Friday, July 02, 2004

How to Spot Vanishing Commissars

Here's as good an excuse to plug the old alma mater as any other: it's just been announced that a Computer Science professor at Dartmouth has come up with a means for spotting doctored digital images.

"Seeing is no longer believing. Actually, what you see is largely irrelevant," says Dartmouth Professor Hany Farid. He is referring to the digital images that appear everywhere: in newspapers, on Web sites, in advertising, and in business materials, for example.

Farid and Dartmouth graduate student Alin Popescu have developed a mathematical technique to tell the difference between a "real" image and one that's been fiddled with. Consider a photo of two competing CEOs talking over a document labeled "confidential - merger," or a photo of Saddam Hussein shaking hands with Osama bin Laden. The Dartmouth algorithm, presented recently at the 6th International Workshop on Information Hiding, in Toronto, Canada, can determine if someone has manipulated the photos, like blending two photos into one, or adding or taking away objects or people in an image.

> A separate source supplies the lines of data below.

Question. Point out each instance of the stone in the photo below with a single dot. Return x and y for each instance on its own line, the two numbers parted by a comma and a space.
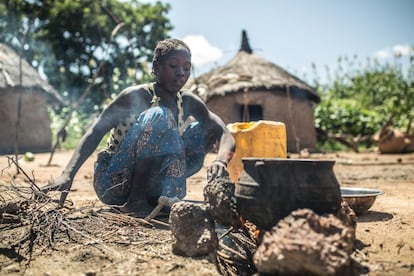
193, 229
305, 243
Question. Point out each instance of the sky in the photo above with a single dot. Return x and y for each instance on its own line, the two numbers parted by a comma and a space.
293, 33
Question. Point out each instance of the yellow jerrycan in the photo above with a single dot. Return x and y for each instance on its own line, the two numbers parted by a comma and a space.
266, 139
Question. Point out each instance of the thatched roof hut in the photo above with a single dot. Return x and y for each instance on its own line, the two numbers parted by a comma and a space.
20, 80
249, 88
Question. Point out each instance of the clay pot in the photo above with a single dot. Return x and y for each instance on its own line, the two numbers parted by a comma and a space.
269, 189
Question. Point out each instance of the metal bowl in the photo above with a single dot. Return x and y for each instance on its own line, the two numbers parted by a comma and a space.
359, 199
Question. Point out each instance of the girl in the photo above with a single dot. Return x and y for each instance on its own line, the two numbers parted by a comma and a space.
159, 137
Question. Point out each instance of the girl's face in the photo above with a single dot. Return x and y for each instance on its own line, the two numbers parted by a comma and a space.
174, 70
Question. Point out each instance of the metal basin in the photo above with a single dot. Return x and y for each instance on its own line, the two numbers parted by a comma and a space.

Farid and his students have built a statistical model that captures the mathematical regularities inherent in natural images. Because these statistics fundamentally change when images are altered, the model can be used to detect digital tampering.

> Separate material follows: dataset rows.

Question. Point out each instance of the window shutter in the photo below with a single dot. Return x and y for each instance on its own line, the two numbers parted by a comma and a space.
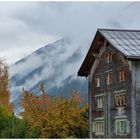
94, 126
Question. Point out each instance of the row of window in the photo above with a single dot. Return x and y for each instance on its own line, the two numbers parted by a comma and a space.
120, 100
109, 78
122, 127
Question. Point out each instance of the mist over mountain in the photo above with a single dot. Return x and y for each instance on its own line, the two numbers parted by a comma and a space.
55, 64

"This technology to manipulate and change digital media is developing at an incredible rate," says Farid. "But our ability to contend with its ramifications is still in the Dark Ages. I'm always asked if this technology would stand up in a court of law." He explains that the simple answer is, "eventually." Farid predicts there will be skepticism and a great deal of scientific and legal debate. But eventually, he believes that some form of his technology or someone else's will be incorporated into our legal system.

Farid, whose research is funded by an Alfred P. Sloan Fellowship, the National Science Foundation and the U.S. Department of Justice, also works with law enforcement officials, government representatives, and corporate leaders on this issue of authenticating digital images.

"There is little doubt that counter-measures will be developed to foil our detection schemes," says Farid. "Our hope, however, is that as more authentication tools are developed it will become increasingly more difficult to create convincing digital forgeries."
Fark denizens and Weekly World News "journalists" now have something to fear.